PELAIHARI, Banuapost.co.id- Seorang wanita asal Banjarmasin, Rabu (22/10/2025) diamankan Satuan Reserse Narkoba (Satres Narkoba) Polres Tanah Laut (Tala) karena kedapatan memiliki sabu hampir setengah ons.
FN, perempuan berambut pirang warga Jalan. Manunggal II Gg 7 No. 52 RT.028 RW.002, Kelurahan Kebun Bunga, Banjarmasin Timur, diamankan petugas sekitar pukul 21.41 Wita di pinggir jalan A. Syairani Gg Mulya RT.009 RW.004, Kelurahan Sarang Halang, Kecamatan Pelaihari, Kabupaten Tanah Laut.
Penangkapan berawal dari informasi masyarakat yang melaporkan adanya aktivitas peredaran narkotika di sekitar lokasi tersebut. Menindaklanjuti informasi tersebut, personel Satresnarkoba Polres Tala melakukan penyelidikan dan observasi lapangan secara intensif. Setelah memastikan kebenaran informasi, petugas langsung melakukan penangkapan dan penggeledahan terhadap pelaku dengan disaksikan warga setempat.
Dari hasil penggeledahan, petugas menemukan 10 (sepuluh) paket narkotika jenis sabu yang dibungkus plastik klip transparan dengan berat kotor 50,46 gram dan berat bersih 48,46 gram, yang disembunyikan di pinggang sebelah kanan pelaku.
Kapolres Tanah Laut, AKBP Ricky Boy Siallagan, melalui Kasat Resnarkoba Iptu M Firmansyah Baso, menyampaikan, pengungkapan kasus ini merupakan bukti komitmen Polres Tanah Laut dalam memutus rantai peredaran narkotika lintas daerah, khususnya yang melibatkan jaringan dari luar Kabupaten Tanah Laut.
“Peredaran narkoba merupakan ancaman serius bagi generasi muda.

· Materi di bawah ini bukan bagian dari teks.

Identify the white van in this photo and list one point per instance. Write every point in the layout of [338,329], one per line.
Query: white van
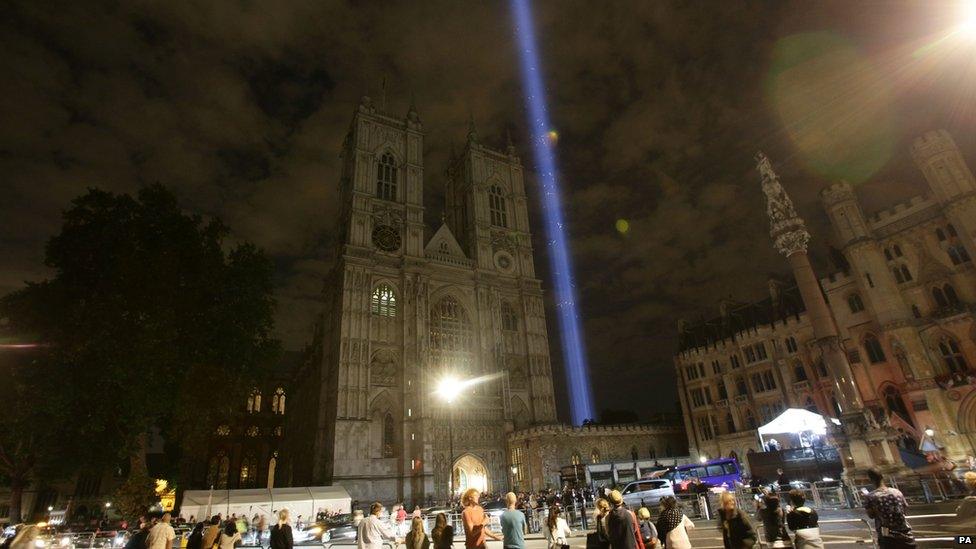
[646,492]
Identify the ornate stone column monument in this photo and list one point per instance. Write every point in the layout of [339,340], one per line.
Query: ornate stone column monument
[790,237]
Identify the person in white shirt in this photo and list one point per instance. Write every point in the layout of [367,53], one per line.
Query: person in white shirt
[372,531]
[557,530]
[162,535]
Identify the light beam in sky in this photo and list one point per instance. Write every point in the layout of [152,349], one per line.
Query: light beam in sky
[544,140]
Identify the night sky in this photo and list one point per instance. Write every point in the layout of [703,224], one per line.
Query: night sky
[240,107]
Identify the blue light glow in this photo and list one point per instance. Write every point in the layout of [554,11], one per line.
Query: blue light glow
[574,353]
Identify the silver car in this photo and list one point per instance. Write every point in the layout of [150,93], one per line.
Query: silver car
[646,492]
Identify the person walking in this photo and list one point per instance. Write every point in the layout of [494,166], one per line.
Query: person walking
[138,540]
[162,535]
[673,525]
[443,533]
[557,530]
[774,521]
[195,540]
[230,537]
[737,530]
[513,524]
[647,528]
[416,538]
[281,534]
[600,539]
[211,535]
[622,529]
[803,522]
[887,506]
[475,521]
[372,531]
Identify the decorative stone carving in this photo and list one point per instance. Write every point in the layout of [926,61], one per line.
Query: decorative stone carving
[785,226]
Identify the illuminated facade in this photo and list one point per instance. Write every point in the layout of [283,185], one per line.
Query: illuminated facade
[903,305]
[404,308]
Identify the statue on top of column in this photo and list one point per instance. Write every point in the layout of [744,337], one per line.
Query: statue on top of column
[785,226]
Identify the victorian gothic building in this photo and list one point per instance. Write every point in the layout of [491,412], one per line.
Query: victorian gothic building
[886,345]
[405,309]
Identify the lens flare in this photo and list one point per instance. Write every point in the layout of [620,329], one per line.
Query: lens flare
[574,353]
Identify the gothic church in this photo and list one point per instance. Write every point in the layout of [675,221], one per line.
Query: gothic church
[404,308]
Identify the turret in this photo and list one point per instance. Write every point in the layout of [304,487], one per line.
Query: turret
[936,154]
[845,213]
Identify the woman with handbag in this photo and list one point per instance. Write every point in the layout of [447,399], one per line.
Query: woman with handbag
[737,530]
[557,530]
[774,522]
[802,520]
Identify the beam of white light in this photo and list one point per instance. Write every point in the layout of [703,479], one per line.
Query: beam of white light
[543,142]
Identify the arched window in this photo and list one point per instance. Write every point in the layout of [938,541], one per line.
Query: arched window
[383,301]
[389,434]
[496,206]
[249,471]
[386,177]
[896,404]
[278,401]
[799,372]
[905,273]
[750,419]
[223,472]
[951,297]
[450,335]
[952,356]
[509,319]
[854,303]
[873,348]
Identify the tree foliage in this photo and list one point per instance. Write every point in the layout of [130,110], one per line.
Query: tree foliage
[152,319]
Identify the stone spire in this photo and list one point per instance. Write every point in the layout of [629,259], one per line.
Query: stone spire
[789,233]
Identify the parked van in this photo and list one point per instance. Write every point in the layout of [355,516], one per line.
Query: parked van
[646,492]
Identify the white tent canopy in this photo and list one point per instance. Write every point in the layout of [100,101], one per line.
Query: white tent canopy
[305,501]
[796,420]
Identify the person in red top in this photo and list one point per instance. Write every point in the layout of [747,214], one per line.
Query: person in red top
[475,521]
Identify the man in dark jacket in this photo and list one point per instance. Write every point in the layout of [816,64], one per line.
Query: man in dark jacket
[621,524]
[139,539]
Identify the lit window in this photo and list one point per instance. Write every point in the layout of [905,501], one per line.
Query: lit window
[278,401]
[496,206]
[383,301]
[386,178]
[952,356]
[509,318]
[873,348]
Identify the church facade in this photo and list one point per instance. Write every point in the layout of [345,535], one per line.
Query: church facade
[903,304]
[405,309]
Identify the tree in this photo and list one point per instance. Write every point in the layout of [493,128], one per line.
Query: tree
[153,320]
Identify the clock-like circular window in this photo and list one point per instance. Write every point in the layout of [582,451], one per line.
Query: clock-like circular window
[386,238]
[504,262]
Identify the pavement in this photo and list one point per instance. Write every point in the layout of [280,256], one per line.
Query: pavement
[839,529]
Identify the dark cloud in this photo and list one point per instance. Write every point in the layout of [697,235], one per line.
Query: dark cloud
[241,108]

Kami akan terus melakukan langkah tegas, terukur, dan berkelanjutan dalam memberantas jaringan pengedar maupun kurir narkotika,” tegas Kasat Resnarkoba.
Polres Tanah Laut juga mengimbau masyarakat agar tidak ragu melaporkan apabila mengetahui adanya aktivitas mencurigakan terkait peredaran narkotika di lingkungan sekitar, sebagai bentuk partisipasi bersama dalam mewujudkan Tanah Laut yang bersih dari narkoba.
Atas perbuatannya, pelaku dijerat dengan Pasal 114 Ayat (2) Sub Pasal 112 Ayat (2) Undang-Undang Republik Indonesia Nomor 35 Tahun 2009 tentang Narkotika, dengan ancaman pidana penjara paling singkat 6 tahun dan paling lama seumur hidup atau pidana mati, serta denda maksimal Rp10 miliar. (zkl/foto: ist)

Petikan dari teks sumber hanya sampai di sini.